Regular expression to skip character in capture group

Question

Is it possible to skip a couple of characters in a capture group in regular expressions? I am using .NET regexes but that shouldn't matter.

Basically, what I am looking for is:

[random text]AB-123[random text]

and I need to capture 'AB123', without the hyphen.

I know that AB is 2 or 3 uppercase characters and 123 is 2 or 3 digits, but that's not the hard part. The hard part (at least for me) is skipping the hyphen.

I guess I could capture both separately and then concatenate them in code, but I wish I had a more elegant, regex-only solution.

Any suggestions?

Answer 1

In short: You can't. A match is always consecutive, even when it contains things as zero-width assertions there is no way around matching the next character if you want to get to the one after it.

Answer 2

There really isn't a way to create an expression such that the matched text is different than what is found in the source text. You will need to remove the hyphen in a separate step either by matching the first and second parts individually and concatenating the two groups:

match = Regex.Match( text, "([A-B]{2,3})-([0-9]{2,3})" );
matchedText = string.Format( "{0}{1}", 
    match.Groups.Item(1).Value, 
    match.Groups.Item(2).Value );

Or by removing the hyphen in a step separate from the matching process:

match = Regex.Match( text, "[A-B]{2,3}-[0-9]{2,3}" );
matchedText = match.Value.Replace( "-", "" );

Answer 3

Your assertion that its not possible to do without sub-grouping + concatentating it is correct.

You could also do as Jeff-Hillman and merely strip out the bad character(s) after the fact.

Important to note here tho, is you "dont use regex for everything".

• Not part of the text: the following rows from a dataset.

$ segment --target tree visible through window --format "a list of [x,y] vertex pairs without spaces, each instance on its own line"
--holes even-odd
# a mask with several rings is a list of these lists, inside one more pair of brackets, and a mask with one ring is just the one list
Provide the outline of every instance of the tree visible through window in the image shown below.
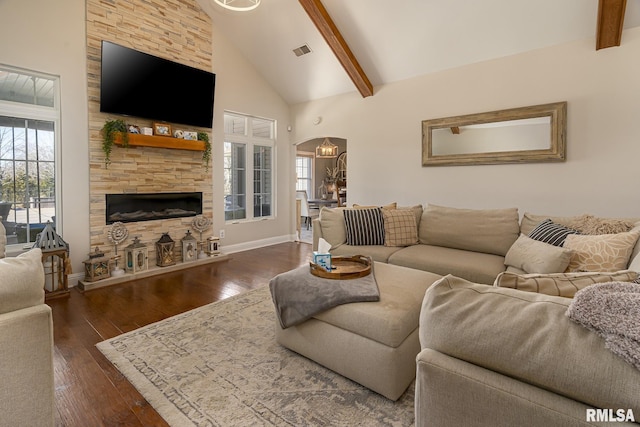
[[0,217],[8,244],[56,224],[56,79],[0,69]]
[[227,112],[224,127],[225,220],[273,216],[275,122]]

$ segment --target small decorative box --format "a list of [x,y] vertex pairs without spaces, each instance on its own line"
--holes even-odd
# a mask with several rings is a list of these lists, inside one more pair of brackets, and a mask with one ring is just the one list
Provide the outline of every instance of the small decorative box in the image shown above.
[[331,271],[331,254],[319,254],[317,251],[313,251],[313,263],[326,271]]
[[195,141],[195,140],[198,139],[198,132],[185,131],[184,132],[184,139],[187,139],[189,141]]

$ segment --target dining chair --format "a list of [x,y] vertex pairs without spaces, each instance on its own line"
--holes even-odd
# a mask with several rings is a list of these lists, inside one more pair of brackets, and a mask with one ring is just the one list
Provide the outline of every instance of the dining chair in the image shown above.
[[307,226],[308,230],[311,226],[311,222],[320,215],[320,210],[309,207],[309,198],[307,197],[307,192],[305,190],[297,190],[296,199],[300,200],[300,216],[304,218],[304,224]]

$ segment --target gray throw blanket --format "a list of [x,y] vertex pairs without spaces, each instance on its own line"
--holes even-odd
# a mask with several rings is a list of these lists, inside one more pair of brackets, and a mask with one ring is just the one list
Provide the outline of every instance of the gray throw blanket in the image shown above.
[[640,369],[640,284],[610,282],[578,291],[567,316],[605,339],[605,347]]
[[277,275],[269,289],[283,329],[337,305],[380,300],[373,265],[368,276],[350,280],[314,276],[306,265]]

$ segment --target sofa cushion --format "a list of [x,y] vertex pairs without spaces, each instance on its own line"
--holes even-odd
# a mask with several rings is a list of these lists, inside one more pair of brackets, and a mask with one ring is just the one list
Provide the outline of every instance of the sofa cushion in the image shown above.
[[410,246],[418,243],[416,216],[411,209],[382,209],[384,245]]
[[420,243],[505,256],[520,235],[518,209],[457,209],[428,205]]
[[630,282],[638,278],[638,273],[623,270],[612,273],[553,273],[553,274],[514,274],[503,272],[498,275],[494,286],[537,292],[565,298],[573,296],[582,288],[606,282]]
[[550,245],[562,246],[569,234],[580,234],[580,232],[564,225],[556,224],[547,218],[536,225],[527,236]]
[[420,343],[597,408],[640,413],[640,371],[567,318],[571,301],[447,276],[425,294]]
[[0,314],[44,303],[42,251],[0,259]]
[[504,263],[527,273],[562,273],[567,269],[572,254],[571,249],[560,248],[521,234],[507,252]]
[[380,208],[345,209],[347,245],[384,245],[384,219]]
[[629,264],[639,233],[600,234],[595,236],[569,235],[564,247],[574,254],[569,271],[618,271]]
[[443,276],[454,274],[487,285],[504,271],[504,257],[499,255],[431,245],[402,248],[389,256],[389,263]]

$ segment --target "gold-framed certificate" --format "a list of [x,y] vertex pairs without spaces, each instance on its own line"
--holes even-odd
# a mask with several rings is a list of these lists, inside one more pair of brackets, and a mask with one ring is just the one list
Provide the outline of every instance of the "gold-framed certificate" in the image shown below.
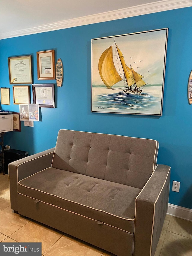
[[33,103],[39,107],[55,107],[54,84],[33,84]]
[[9,83],[32,83],[31,55],[8,58]]
[[38,80],[55,79],[54,50],[37,52],[37,62]]

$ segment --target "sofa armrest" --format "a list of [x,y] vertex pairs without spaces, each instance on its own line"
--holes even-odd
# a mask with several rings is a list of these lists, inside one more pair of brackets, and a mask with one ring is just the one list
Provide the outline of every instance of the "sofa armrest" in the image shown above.
[[158,165],[136,199],[134,256],[153,256],[168,207],[171,168]]
[[50,167],[55,148],[22,158],[8,165],[11,208],[17,211],[17,183],[19,181]]

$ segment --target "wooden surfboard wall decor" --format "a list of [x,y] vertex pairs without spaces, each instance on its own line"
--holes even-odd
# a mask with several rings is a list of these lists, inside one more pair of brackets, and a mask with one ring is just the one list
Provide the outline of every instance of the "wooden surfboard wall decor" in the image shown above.
[[63,75],[63,64],[62,60],[59,58],[57,60],[56,64],[56,80],[58,87],[62,85]]
[[192,104],[192,70],[190,72],[189,77],[188,95],[189,104]]

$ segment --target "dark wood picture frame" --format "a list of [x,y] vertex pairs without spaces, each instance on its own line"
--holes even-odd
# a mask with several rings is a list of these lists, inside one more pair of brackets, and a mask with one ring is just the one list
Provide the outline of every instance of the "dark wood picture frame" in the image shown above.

Regex is designed for less complicated solutions for non-trivial problems, and you shouldn't use "oh, we'll use a regex" for everything, and you shoudn't get into the habbit of thinking you can solve the problem in a one-step regex.

When there is a viable trivial method that works, by all means, use it.

An alternative Idea, if you happen to be needing to return multiple matches in a body of code is look for your languages "callback" based regex, which permits passing any matched/found group to a function call which can do in-line substitution. ( Especially handy in doing regexp replaces ).

Not sure how it would work in .Net, but in php you would do something like ( not exact code )

  function strip_reverse( $a )
  {
     $a = preg_replace("/-/", "", $a );
     return reverse($a);
  }
  $b = preg_replace_callback( "/(AB[-]?cde)/" , 'strip_reverse' , "Hello World AB-cde" ; 

Answer 4

You can use nested capture groups, like this:

((AB)-(123))

The first capture group is AB-123, the second is AB, and the third is 123. Then all you would have to do is join the second and third group with a space.

Answer 5

Kind of late, but I think I figured this one out. At least one way to do it.

I used positive lookahead to stop at the # sign in my text. I didn't want the space or the # sign, so I had to figure a way out to "skip" over them. So when I was forced to match them again, I dumped them into a garbage group that I didn't plan on using (.ie, a bit bucket) which in the code is . Now, my place pointer is one character position beyond the # sign (where I want to be, skipping the space and the # sign). And I now just match to the end of the file name at the . and ignore the file extension.

(?i)English\\(?<Series>[^ ]+) - (?<Title>.+(?= #))(?<garb1>..)(?<Number>[^.]+)(?-i)

The Filename this was used on is

F:\Downloads\Downloads\500 Comics CCC CBR English\Isukani - Great Girl #01.cbr

Answer 6

I am kind of new to this, but you could use the vertical bar symbol |, which acts as an OR.

This could work for .NET:

((?<=[A-Z]{2}-)\d\d\d)|([A-Z]{2}(?=-\d\d\d))

This works for me in a VIM syntax file:

\(\([A-Z]\{2}-\)\@<=\d\d\d\)\|\([A-Z]\{2}\(-\d\d\d\)\@=\)